As the Americans and British would soon find out, Stalin’s threat to imprison liberated Allied POWs if Washington and London didn’t give him what he demanded was a bluff. The Soviet leader had no intention of wasting time and squandering resources in a game of POW poker. To the contrary, all across Eastern Europe, the Red Army was opening the gates of POW camps, if they weren’t already open, and moving on. True, some Allied POWs ended up in gulags, more by accident than policy, but the vast majority were left to fend for themselves. They could head east to Moscow and knock on embassy doors. Or trail at a safe distance behind the Red Army until it bumped into Allied forces. Or head west on their own, dodging German units as Private Galione had done when searching for Camp Dora. Or wait for a U.S.-Soviet prisoner exchange of some kind.
For his part, Roosevelt was both uninterested and ignorant about the repatriation issue. It was no secret that he favored the military over the State Department. And repatriation was a military problem, not a diplomatic one. Let General John Deane, head of the U.S. military mission in Moscow, handle it.

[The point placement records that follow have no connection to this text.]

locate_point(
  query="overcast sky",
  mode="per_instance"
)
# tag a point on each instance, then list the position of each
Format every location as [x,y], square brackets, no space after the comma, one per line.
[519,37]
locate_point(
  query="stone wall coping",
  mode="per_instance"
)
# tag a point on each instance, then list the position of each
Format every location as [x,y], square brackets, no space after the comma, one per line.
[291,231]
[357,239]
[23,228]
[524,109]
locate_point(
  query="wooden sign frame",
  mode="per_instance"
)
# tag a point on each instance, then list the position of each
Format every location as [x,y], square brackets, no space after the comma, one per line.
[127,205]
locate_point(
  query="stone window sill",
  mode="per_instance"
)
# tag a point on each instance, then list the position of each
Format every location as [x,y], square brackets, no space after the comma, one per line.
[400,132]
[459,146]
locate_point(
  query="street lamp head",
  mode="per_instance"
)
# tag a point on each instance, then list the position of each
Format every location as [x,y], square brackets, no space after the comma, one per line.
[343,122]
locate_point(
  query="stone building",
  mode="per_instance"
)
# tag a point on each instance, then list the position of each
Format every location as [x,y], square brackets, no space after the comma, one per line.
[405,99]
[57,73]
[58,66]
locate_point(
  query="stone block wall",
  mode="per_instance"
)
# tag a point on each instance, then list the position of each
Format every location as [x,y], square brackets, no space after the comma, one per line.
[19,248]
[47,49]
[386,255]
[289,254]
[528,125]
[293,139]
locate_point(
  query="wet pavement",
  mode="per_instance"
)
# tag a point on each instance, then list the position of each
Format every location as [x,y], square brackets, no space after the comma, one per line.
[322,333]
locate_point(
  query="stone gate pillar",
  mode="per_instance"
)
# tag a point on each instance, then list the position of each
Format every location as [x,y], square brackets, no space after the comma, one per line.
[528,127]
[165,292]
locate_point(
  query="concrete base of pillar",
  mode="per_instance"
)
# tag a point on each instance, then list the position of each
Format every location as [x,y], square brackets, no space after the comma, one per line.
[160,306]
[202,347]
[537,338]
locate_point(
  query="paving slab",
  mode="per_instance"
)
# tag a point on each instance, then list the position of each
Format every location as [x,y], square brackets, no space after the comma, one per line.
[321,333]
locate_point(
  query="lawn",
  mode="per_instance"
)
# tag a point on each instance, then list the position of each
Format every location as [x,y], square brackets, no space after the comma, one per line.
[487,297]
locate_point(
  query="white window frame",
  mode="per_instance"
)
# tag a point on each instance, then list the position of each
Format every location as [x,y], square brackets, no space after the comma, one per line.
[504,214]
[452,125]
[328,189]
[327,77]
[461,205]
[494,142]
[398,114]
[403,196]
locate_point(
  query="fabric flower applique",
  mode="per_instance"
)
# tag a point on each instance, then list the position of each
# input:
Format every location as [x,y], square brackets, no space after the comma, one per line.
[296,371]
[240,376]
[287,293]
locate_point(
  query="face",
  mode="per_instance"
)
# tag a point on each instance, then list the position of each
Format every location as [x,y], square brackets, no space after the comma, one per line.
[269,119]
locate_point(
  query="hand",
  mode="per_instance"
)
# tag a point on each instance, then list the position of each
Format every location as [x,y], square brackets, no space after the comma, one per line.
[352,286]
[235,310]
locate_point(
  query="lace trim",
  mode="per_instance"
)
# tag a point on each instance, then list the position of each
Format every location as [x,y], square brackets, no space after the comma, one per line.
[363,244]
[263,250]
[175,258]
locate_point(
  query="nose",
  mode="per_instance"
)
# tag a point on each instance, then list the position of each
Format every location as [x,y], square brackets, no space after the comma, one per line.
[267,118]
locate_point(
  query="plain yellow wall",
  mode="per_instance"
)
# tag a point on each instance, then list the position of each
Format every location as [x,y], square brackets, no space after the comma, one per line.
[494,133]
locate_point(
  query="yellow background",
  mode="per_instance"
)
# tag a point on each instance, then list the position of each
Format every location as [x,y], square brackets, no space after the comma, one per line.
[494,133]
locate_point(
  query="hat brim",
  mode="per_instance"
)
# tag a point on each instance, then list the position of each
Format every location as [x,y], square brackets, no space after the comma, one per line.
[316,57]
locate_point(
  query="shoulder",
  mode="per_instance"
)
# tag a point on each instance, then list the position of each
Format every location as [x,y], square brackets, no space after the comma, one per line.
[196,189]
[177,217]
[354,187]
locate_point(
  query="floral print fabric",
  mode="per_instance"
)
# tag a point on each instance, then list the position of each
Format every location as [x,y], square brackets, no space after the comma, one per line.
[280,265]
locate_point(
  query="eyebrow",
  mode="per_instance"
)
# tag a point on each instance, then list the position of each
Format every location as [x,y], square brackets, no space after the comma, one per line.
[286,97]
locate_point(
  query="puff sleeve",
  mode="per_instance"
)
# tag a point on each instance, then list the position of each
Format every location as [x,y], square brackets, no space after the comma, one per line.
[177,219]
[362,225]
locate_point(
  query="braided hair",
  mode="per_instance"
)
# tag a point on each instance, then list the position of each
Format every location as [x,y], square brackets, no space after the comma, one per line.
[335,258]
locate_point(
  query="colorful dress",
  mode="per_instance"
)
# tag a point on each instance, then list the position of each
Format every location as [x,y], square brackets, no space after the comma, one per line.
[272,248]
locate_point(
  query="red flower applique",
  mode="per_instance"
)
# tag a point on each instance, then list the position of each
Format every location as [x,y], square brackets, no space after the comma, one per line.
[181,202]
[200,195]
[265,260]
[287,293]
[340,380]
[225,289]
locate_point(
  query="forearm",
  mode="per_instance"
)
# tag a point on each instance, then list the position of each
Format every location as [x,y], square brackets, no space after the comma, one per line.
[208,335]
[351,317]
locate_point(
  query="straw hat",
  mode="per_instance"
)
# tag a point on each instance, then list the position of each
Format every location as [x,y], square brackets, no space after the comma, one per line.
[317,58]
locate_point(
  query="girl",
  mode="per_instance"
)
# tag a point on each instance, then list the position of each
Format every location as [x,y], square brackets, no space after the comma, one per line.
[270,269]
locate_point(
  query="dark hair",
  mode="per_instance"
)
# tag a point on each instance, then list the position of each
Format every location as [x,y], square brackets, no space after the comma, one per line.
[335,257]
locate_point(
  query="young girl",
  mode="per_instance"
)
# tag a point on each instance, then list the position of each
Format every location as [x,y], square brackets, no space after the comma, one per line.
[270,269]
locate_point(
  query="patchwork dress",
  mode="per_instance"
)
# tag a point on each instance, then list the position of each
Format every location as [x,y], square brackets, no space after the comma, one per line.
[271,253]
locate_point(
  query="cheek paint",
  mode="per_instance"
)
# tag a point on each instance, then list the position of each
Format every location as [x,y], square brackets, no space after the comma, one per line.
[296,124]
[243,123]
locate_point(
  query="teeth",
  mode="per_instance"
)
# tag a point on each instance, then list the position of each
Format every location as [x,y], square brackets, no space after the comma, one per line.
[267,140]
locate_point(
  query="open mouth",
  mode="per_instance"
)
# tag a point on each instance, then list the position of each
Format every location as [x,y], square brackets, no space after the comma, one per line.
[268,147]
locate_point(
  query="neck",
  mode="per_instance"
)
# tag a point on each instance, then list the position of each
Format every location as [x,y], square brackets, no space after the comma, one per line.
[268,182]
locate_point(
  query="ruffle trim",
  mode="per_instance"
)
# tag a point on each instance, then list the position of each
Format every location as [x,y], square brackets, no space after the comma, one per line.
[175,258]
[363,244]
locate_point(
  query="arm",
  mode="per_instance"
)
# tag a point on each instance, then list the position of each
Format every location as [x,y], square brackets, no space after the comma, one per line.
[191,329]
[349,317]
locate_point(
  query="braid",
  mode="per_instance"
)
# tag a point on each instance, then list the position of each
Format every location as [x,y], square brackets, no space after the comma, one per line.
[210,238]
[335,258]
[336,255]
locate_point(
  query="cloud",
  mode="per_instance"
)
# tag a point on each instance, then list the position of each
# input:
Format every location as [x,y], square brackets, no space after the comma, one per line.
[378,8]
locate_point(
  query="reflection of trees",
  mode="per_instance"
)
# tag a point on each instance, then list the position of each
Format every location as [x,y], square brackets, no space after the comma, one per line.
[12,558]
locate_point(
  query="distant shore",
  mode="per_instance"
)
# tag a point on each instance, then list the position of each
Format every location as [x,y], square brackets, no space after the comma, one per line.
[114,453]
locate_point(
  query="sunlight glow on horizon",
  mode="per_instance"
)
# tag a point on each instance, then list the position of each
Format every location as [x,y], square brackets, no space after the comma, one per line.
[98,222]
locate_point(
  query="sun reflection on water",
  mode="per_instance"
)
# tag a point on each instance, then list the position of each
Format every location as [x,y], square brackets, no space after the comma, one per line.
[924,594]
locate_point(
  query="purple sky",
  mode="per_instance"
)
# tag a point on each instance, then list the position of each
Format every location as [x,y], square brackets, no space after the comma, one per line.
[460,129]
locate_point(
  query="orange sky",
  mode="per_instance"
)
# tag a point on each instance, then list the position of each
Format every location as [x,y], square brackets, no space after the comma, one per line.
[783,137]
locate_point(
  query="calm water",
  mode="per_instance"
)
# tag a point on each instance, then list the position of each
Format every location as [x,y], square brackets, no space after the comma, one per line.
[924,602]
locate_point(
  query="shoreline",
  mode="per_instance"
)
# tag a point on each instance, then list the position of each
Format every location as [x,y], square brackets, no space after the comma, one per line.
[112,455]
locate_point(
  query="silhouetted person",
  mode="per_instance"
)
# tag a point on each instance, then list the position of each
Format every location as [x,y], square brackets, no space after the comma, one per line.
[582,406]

General Deane’s hope was that Stalin would agree to a U.S. airlift to rescue the freed American servicemen and women behind the Soviet front line. When Stalin refused and wouldn’t budge on his own demands, Deane went ahead and signed a repatriation agreement at Yalta. So did the British and the French.
By May 1945, three months after General Deane signed the Yalta agreement, the new policy had made its way into the Guide to the Care of Displaced Persons in Germany , the official manual of the Supreme Headquarters of the Allied Expeditionary Force. “After identification by Soviet representatives,” the guide said, “Soviet displaced persons will be repatriated regardless of their individual wishes.”
No one doubts today that parts of the Yalta repatriation agreement were a violation of the Geneva Convention and international law. Nor would anyone deny that the United States and Great Britain—and France, to a much lesser degree—handed over Soviet citizens to the Red Army knowing full well that there would be no warm bear hug on the other side of the border. Some would even label the forced return of Soviet civilians and POWs who did not collaborate with the Germans as a crime against humanity.
How many Soviet citizens returned willingly? How many felt they had no realistic choice but to go back? How many were duped or blackmailed into returning? How many resisted with two-by-fours and bare knuckles? How many committed suicide?
No one on either side of the Red divide kept tally, and most historians would consider any estimates little more than guesses. A few examples, however, illustrate the fear and hatred, hope and despair, cruelty and deception that consumed more than 2.2 million Soviet citizens in the early years after World War II.
CHAPTER THIRTY-FIVE
Into the Valley of Tears
At nine o’clock in the morning on June 29, 1945, Lieutenant Colonel G. M. Treisch, commandant of the Fort Dix, New Jersey, stockade, ordered the 154 Vlasovites imprisoned on the post to gather in the yard outside their barracks. Treisch had received orders from Washington to escort them to an American ship anchored in New York harbor. The ship would take them to Germany, where they would be handed over to the Soviets.